To the Editor:

A major obstacle of stem cell therapy is the risk of tumor development, a challenge addressed by Jandial and Snyder in a recent 'Bedside to Bench' article1. The writers examine our previous publication2, which describes a donor-derived brain tumor in a patient treated by experimental injection of neural stem cells; we believe their assessment underestimates the potential risks of stem cell therapy.

Jandial and Snyder question whether neural stem cells (NSCs) are at the origin of the tumor that developed1. The protocol used, similar to protocols in use at the time of treatment, is based on mitogenic growth factors and is designed to expand NSCs. Among the cultured and expanded cells given to the patient, NSCs were no doubt present, as evidenced by the documented continuous growth of the donor-derived tumors in the vicinity of the injection sites. We proved in our study by several complementary methods that the mass was composed mainly of donor-derived cells2. Even if NSCs constituted a minor fraction of the transplant, this fraction was sufficient to give rise to a tumor.

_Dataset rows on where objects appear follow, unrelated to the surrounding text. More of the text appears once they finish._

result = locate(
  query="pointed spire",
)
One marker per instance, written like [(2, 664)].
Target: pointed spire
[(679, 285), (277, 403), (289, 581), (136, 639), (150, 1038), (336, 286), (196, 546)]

The tumor resected from our patient was diagnosed as a glioneural tumor by experienced neuropathologists. Glia and neurons, the two principal cell types comprising the central nervous system, were both represented in the tumor, and, unlike spontaneous glioneural tumors, the glial element of the subject's neoplasm was bitypic, including not only astrocytes but also ependymal cells. The cellular composition of the glioneural tumor in this case therefore strongly supports its origin from NSCs.

In agreement with our findings, Keene et al.3 recently described a donor-derived tumor, arising in a patient transplanted with intrastriatal human fetal cells, with properties similar to the one we described and to the one described by Snyder and Jandial and their colleagues in Vancouver1. The glioneural tumors from all of these patients are equivalent to the teratomas that develop from pluripotent stem cells.

Although we agree with the need for the use of very pure cell populations in future studies, improved characterization by itself will not eliminate the potential for transplanted cells to give rise to tumors.